Comment by geoctl

Comment by geoctl 10 hours ago

5 replies

Is it? I honestly kinda believe that etcd is probably the weakest point in vanilla k8s. It is simply unsuitable for heavy write environments and causes lots of consistency problems under heavy write loads, it's generally slow, it has value size constraints, it offers very primitive querying, etc... Why not replace etcd altogether with something like Postgres + Redis/NATS?

itsnowandnever 9 hours ago

that touches on what I consider the dichotomy of k8s: it's a really scalable system that makes it easy to spin up a cluster locally on your laptop and interact with the full API locally just like in prod. so it's a super scalable system with a dense array of features. but paradoxically most shops won't need the vast majority of k8s features ever and by the time they scale to where they do need a ton of distributed init features they're extremely close to the point where they'd be better served by a bespoke system conceived from scratch in house that solves problems very specific to the business in question. if you have many thousands of k8s nodes, you're probably in the gray area of if using k8s is worth it because the loop of k8s will never be as fast as a centralized push control plane vs the k8s pull/watch control plane. and naturally at scale that problem will only compound

  • pas 8 hours ago

    but it's also standard, you can hire for it, outsource it, etc.
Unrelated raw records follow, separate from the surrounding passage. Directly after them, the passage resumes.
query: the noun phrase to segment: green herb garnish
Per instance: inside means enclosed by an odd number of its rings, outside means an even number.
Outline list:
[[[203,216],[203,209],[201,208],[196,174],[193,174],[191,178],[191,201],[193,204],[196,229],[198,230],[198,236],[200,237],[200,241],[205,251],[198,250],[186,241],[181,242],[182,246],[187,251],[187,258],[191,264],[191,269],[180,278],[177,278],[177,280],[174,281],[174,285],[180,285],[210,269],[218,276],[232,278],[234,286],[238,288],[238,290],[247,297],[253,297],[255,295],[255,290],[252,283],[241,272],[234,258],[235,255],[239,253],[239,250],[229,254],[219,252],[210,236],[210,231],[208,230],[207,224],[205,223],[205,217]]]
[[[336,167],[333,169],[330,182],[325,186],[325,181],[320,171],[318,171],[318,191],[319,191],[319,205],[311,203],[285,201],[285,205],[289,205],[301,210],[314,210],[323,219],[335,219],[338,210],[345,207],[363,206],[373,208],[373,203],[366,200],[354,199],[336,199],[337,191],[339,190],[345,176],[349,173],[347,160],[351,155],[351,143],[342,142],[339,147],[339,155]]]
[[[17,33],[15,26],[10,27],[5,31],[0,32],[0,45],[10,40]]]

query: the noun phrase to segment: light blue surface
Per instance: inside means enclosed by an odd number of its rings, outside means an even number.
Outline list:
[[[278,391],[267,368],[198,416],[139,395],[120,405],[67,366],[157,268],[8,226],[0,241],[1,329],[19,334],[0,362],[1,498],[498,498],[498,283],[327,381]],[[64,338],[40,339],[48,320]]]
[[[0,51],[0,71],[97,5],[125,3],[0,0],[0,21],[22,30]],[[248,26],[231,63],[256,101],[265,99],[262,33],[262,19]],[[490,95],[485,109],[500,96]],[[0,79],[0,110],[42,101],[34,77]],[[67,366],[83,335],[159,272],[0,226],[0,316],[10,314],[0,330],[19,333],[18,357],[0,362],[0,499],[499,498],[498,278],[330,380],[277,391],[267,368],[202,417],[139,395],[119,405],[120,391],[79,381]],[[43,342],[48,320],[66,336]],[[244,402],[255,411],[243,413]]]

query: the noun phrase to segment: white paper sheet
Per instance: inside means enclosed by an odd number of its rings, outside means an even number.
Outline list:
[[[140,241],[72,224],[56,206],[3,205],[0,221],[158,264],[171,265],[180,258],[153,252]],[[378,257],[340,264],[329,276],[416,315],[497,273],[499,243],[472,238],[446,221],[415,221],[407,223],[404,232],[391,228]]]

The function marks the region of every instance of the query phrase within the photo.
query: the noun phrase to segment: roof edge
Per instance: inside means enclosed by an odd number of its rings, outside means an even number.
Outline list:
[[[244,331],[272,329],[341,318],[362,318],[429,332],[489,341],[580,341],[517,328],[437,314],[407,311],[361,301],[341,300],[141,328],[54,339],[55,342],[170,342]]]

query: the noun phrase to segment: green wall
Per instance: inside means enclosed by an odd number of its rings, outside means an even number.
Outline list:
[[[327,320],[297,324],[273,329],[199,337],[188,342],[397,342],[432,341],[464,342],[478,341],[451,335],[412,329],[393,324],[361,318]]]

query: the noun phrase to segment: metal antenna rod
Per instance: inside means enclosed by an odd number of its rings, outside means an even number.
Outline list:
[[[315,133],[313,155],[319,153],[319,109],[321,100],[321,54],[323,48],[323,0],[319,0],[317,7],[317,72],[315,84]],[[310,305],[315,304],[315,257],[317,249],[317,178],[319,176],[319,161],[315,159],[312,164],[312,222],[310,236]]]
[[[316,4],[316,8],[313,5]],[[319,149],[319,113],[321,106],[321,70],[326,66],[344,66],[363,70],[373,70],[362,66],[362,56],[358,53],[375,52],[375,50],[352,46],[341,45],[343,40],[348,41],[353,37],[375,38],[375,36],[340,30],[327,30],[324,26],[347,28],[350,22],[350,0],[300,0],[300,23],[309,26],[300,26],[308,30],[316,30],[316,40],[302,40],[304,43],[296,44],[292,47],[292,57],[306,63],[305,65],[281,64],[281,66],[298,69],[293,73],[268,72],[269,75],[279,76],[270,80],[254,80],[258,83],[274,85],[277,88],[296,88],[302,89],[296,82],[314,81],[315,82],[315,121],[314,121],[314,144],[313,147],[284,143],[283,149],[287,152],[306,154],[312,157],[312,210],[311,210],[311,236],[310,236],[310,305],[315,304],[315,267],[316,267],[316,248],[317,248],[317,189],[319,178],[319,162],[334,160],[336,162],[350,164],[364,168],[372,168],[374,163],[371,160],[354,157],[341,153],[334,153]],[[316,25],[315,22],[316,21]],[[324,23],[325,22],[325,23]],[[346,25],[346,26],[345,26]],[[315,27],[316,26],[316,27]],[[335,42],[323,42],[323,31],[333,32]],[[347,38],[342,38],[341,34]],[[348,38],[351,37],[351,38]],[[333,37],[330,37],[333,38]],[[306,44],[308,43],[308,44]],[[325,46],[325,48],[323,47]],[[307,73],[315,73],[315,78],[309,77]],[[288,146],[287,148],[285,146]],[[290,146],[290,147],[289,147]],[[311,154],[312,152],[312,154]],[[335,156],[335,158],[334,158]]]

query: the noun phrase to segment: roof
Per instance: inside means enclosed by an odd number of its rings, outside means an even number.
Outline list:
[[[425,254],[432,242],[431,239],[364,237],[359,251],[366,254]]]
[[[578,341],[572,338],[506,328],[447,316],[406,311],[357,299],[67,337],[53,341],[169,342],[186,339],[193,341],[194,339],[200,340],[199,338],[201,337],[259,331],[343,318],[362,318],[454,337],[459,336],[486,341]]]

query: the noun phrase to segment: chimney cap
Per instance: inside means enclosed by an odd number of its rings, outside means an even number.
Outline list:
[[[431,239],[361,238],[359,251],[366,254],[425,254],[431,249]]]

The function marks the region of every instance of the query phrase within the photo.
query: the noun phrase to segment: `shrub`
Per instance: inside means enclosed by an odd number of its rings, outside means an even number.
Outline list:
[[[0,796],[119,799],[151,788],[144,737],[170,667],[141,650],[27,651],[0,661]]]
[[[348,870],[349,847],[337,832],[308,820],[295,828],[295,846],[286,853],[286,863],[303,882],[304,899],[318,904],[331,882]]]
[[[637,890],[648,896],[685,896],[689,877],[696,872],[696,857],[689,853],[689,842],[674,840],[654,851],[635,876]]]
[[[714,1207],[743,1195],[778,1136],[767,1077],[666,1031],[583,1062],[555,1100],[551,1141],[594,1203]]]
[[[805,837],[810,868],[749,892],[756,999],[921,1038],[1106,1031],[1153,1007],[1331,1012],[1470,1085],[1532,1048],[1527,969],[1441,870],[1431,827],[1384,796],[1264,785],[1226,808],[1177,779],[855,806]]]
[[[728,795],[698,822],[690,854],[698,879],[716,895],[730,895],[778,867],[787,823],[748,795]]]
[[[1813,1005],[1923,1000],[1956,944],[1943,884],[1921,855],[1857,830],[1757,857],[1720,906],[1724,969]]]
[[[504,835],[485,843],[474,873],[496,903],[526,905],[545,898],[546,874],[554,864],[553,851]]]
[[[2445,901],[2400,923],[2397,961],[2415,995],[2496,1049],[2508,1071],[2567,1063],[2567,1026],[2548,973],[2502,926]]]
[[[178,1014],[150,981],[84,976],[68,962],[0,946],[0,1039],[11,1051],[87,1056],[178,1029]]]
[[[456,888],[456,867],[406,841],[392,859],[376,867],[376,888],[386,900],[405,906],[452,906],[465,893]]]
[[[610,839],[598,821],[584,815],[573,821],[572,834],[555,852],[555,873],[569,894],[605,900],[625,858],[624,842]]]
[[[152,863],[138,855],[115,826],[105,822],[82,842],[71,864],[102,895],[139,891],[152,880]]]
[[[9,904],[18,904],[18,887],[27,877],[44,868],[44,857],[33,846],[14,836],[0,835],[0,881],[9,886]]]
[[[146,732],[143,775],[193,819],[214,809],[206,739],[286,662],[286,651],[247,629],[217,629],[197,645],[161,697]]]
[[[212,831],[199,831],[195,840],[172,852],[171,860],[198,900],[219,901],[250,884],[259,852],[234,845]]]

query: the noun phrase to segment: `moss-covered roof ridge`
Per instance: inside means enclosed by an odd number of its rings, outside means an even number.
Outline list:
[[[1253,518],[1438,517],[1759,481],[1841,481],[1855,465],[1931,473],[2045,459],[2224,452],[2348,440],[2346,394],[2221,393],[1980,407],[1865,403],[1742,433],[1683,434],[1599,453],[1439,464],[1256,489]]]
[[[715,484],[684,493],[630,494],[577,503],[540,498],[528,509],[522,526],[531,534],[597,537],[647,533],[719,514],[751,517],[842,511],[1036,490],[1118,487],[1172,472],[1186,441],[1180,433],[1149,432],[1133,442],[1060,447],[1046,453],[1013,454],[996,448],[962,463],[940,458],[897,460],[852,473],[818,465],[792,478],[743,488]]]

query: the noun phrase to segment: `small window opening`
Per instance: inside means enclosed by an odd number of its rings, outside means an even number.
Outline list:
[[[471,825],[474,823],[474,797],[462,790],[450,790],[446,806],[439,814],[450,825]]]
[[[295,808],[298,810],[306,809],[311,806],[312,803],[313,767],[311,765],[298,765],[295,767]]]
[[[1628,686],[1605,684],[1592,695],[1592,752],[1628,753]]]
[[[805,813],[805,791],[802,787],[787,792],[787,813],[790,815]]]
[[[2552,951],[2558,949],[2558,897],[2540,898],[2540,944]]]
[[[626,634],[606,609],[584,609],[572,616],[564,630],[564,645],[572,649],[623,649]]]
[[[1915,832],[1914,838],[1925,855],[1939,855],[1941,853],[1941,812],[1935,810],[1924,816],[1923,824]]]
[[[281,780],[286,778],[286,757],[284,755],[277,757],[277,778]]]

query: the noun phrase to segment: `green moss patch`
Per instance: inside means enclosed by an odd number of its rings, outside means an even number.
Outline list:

    and it's pretty modular too, so it can even serve as the host for the bespoke whatever that's needed

    though I remember reading the fly.io blog post about their custom scheduler/allocator which illustrates nicely how much of a difference a custom in-house solution makes if works well

  • trenchpilgrim 8 hours ago

    The other draw: Because k8s is open, you can easily hire employees, contractors, consultants and vendors and have them immediately solve problems within the k8s ecosystem. If you run a bespoke system, you have to train engineers on the system before they can make large contributions.

varispeed 9 hours ago

> Why not replace etcd altogether with something like Postgres + Redis/NATS?

Holy Raft protocol is the blockchain of cloud.

  • trenchpilgrim 9 hours ago

    You can do leader election without etcd. The thing etcd buys you is you can have clusters of 3, 5, 7 or 9 DB nodes and lose up to 1, 2, 3, or 4 nodes respectively. But honestly, the vast majority of k8s users would be fine with a single SQL instance backing each k8s cluster and just running two or more k8s clusters for HA.

    k3s doesn't require etcd, I'm pretty sure GKE uses Spanner and Azure uses Cosmos under the hood.